March jobs disappoint at 98,000, but unemployment drops to 4.5 percent

The U.S. economy created just 98,000 new jobs in March, the Bureau of Labor Statistics reported Friday, but the release also contained encouraging news as the unemployment rate dropped to 4.5 percent, the lowest since May of 2007.

The disappointing aspect of Friday’s report was the survey of businesses, which showed weaker payroll jobs growth than the 175,000 forecasters expected, revised down the jobs numbers for February and January. But the underlying trend of job growth remained intact, and the household survey contained better news.

“It’s obviously a mixed bag,” said Mark Hamrick, senior economic analyst for Bankrate.com.

While March’s job growth represented a significant slowdown, the drop-off was likely influenced by a major East Coast snowstorm during the week surveys were conducted.

And although the report is the weakest of President Trump’s young presidency, it won’t be enough to significantly downgrade economists’ broader assessment of the health of the labor market, especially as details from the survey of households hinted at strength.

Over first three months of Trump’s tenure, monthly job gains have averaged 178,000.

That’s well more than the 50,000 to 100,000 jobs a month that are needed to match population growth and keep unemployment trending down, according to an October analysis from the Federal Reserve Bank of Chicago.

The underlying trend may be even stronger than March’s numbers would suggest, given that Winter Storm Stella kept workers off job sites and delayed projects during the week that the Census Bureau was surveying businesses. Stella may have decreased jobs by 30,000 to 60,000, according to Goldman Sachs economists. And 3.1 million people saw their hours cut in March because of weather, far more than the roughly 388,000 average for the past five years.

Meanwhile, the unemployment rate fell two tenths of a percentage point for the right reason, namely because employment grew, and not because of people dropping out of the workforce.

In fact, after years of the workforce declining because of both population aging and workers quitting the job hunt out of frustration, labor force participation has hovered around 63 percent over the past three years-plus. More people seeking jobs is a good sign, and unexpected given the ongoing retirement of Baby Boomers.

Perhaps the clearest sign of the ongoing improvement in prospects for workers is that the employment rate for prime-age workers reached a new post-recession high of 78.5 percent in March.

Nevertheless, it appears there is room for significantly more employment growth in the months ahead, as prime-age employment is still below pre-recession levels. Wage growth, meanwhile, remains modest, suggesting that that the labor market is still not so tight that employers have to bid against each other to hire new employees. Average hourly earnings were up 2.7 percent on the year in March, in line with the long, slow upward trend.

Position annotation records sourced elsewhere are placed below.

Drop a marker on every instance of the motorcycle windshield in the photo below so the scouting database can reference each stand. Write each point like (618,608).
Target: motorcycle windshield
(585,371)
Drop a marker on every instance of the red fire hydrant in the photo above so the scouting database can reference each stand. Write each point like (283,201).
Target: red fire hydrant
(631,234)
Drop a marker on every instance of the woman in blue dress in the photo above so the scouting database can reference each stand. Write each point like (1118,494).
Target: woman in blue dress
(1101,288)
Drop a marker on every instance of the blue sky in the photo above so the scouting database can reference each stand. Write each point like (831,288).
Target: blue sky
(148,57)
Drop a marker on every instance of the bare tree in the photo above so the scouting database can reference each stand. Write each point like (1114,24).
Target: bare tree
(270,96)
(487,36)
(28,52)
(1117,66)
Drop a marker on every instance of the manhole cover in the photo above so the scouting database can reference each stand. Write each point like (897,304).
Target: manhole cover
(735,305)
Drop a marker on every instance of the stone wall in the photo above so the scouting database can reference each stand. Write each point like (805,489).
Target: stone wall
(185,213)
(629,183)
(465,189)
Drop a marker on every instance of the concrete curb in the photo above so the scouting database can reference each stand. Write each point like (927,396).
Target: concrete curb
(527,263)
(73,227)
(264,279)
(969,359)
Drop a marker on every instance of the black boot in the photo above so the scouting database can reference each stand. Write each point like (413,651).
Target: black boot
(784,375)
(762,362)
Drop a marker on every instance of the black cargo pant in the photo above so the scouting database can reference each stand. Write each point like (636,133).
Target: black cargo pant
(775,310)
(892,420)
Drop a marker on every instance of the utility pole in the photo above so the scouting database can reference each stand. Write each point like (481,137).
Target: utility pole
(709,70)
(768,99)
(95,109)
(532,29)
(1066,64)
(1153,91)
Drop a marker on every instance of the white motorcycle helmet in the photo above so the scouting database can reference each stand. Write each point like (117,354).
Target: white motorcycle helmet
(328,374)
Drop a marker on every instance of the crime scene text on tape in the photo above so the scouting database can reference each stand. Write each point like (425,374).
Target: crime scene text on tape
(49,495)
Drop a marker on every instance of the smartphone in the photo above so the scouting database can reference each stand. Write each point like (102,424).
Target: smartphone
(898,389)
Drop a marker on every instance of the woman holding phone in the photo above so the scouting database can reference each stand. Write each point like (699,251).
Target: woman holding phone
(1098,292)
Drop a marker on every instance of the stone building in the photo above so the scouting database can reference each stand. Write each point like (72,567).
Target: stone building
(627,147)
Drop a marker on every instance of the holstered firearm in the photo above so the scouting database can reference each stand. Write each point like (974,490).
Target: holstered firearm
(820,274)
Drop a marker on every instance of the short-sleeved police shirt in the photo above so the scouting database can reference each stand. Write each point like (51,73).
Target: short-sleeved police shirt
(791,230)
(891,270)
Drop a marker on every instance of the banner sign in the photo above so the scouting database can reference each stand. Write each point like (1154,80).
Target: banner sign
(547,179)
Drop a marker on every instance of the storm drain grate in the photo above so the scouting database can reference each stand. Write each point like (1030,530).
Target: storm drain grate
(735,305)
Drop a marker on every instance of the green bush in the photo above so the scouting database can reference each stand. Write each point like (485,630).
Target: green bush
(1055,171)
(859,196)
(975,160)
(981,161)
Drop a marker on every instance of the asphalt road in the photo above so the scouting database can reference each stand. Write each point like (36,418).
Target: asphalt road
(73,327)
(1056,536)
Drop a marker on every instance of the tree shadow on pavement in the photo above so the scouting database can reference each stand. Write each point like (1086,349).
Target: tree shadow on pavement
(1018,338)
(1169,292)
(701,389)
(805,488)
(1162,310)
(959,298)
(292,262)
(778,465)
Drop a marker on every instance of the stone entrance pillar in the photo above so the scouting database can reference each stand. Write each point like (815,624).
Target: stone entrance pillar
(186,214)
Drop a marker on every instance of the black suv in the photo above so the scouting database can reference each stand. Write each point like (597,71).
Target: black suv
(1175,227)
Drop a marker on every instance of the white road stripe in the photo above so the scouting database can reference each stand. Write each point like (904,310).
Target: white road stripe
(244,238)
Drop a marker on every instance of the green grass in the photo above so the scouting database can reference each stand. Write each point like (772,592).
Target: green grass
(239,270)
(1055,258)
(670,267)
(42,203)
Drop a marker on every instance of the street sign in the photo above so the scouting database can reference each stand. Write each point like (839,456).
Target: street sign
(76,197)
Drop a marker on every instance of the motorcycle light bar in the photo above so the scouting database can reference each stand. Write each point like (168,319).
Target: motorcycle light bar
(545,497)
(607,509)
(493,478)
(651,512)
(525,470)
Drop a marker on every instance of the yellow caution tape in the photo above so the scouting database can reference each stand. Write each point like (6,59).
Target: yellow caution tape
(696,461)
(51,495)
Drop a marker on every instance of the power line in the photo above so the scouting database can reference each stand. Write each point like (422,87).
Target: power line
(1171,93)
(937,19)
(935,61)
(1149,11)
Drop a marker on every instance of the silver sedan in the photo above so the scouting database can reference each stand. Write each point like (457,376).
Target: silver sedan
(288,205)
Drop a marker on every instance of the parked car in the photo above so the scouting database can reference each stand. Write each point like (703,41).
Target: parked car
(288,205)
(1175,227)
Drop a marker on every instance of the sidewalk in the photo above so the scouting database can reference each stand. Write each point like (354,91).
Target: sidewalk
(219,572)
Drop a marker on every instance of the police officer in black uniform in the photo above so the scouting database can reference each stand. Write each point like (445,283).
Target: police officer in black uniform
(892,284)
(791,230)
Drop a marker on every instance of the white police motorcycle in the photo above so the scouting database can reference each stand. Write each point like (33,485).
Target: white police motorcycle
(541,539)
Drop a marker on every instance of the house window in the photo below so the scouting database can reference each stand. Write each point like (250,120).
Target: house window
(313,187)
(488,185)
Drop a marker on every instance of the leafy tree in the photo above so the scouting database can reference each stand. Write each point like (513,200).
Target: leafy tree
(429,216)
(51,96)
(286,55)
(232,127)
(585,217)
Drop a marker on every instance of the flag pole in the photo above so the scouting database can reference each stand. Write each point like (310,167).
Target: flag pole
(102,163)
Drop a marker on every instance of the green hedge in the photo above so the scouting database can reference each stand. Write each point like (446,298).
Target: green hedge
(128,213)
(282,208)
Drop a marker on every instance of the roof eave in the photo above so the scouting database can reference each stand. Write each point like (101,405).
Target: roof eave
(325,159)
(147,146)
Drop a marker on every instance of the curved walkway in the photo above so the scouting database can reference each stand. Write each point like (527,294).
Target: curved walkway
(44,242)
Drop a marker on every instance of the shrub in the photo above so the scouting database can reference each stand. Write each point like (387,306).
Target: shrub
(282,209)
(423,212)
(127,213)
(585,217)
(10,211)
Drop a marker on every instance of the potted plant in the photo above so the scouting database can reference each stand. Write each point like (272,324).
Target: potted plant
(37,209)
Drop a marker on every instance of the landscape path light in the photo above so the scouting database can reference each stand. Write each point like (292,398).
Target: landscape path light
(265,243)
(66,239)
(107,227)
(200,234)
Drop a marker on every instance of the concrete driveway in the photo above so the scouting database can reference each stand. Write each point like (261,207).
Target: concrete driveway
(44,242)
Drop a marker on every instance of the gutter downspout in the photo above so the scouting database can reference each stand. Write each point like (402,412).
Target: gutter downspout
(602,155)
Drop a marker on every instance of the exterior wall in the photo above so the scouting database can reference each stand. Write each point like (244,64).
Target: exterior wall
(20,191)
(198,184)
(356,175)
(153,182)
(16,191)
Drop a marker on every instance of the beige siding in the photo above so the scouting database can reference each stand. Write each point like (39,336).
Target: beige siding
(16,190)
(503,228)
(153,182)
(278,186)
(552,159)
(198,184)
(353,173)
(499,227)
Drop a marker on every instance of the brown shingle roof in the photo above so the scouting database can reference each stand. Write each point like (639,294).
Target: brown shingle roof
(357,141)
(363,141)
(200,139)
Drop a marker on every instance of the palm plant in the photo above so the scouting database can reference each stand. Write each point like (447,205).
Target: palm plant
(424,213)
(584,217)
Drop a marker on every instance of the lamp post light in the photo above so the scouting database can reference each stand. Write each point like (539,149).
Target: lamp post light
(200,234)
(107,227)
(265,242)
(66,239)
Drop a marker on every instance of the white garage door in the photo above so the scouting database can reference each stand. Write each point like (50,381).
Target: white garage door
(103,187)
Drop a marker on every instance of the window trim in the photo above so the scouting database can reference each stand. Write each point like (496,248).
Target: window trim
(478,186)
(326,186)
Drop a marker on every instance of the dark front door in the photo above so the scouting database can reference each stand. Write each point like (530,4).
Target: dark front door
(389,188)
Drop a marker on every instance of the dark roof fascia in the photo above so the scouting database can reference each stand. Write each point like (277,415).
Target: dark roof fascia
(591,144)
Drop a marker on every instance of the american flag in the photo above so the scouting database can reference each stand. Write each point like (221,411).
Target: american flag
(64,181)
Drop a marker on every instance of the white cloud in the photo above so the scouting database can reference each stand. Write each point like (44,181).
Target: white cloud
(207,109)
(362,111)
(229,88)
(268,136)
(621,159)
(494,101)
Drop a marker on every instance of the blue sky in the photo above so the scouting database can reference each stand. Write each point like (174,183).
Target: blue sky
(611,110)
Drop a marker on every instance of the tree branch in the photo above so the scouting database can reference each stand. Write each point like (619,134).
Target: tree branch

Resilient job creation, at a time when lower unemployment has made it harder for some employers to find help, has forced the Federal Reserve in recent weeks to re-calculate how quickly to tighten monetary policy this year.

Nearly all members of the Fed believe that the U.S. is at or near full employment, according to minutes of their March meeting released Wednesday, meaning that the central bank cannot drive unemployment much lower through easy money. Friday’s release likely won’t sway their views significantly one way or another.

In March, underemployment was at the lowest level since the month of the official start of the recession. The “U6” unemployment rate, which captures not only the unemployed but also those forced into part-time work and those only sporadically looking for work, dropped from 9.2 percent to 8.9 percent, the lowest since December of 2007.

The construction and mining industries are partly to thank for the recent stretch of strong jobs growth. Retail, however, has been hammered since October, losing 89,000 jobs during that time. Given recent job cut announcements, retail will continue shrinking in the months ahead. “There’s more pain to come,” said Hamrick.